Research opportunity: More work is needed for continuous, longitudinal monitoring systems, such as to develop statistical methods and infrastructure to track fairness metrics over time alongside model performance, and to build realistic simulation platforms that model the interaction loops between AI tools, clinicians, and patient populations.
8.2.5. Inadequate Representation and Global Health Inequity
Current research overwhelmingly focuses on bias in U.S. and European populations, with limited attention to global health disparities.
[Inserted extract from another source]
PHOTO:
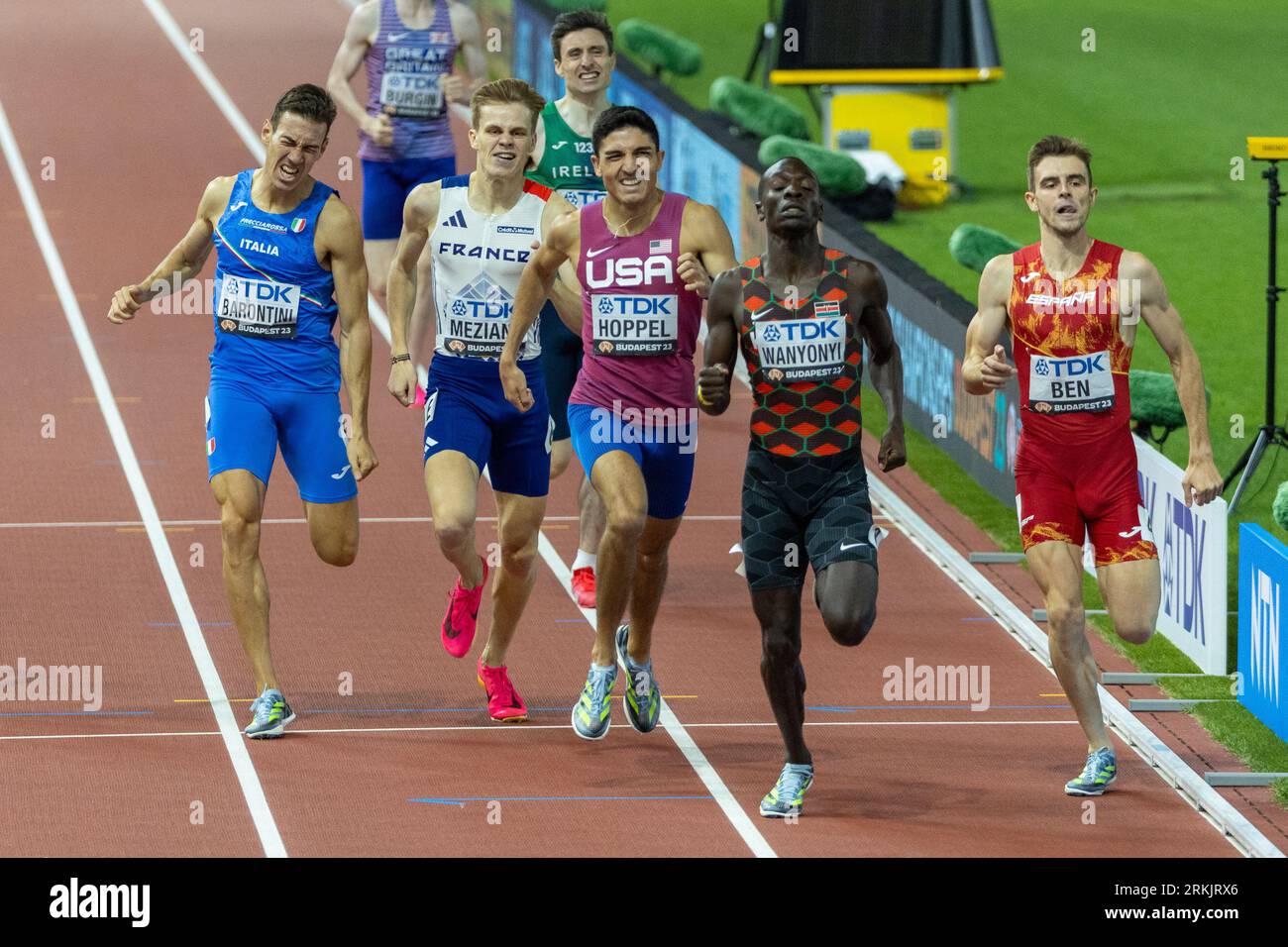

Datasets rarely include underrepresented groups such as children, low-resource regions, rare disease patients, or multilingual settings. This issue is not merely a data gap, it actively propagates and amplifies existing global health inequities. Models trained on homogenous, western data perform poorly when deployed in different contexts, leading to misdiagnosis, inadequate treatment recommendations, and a reinforcement of the disparities.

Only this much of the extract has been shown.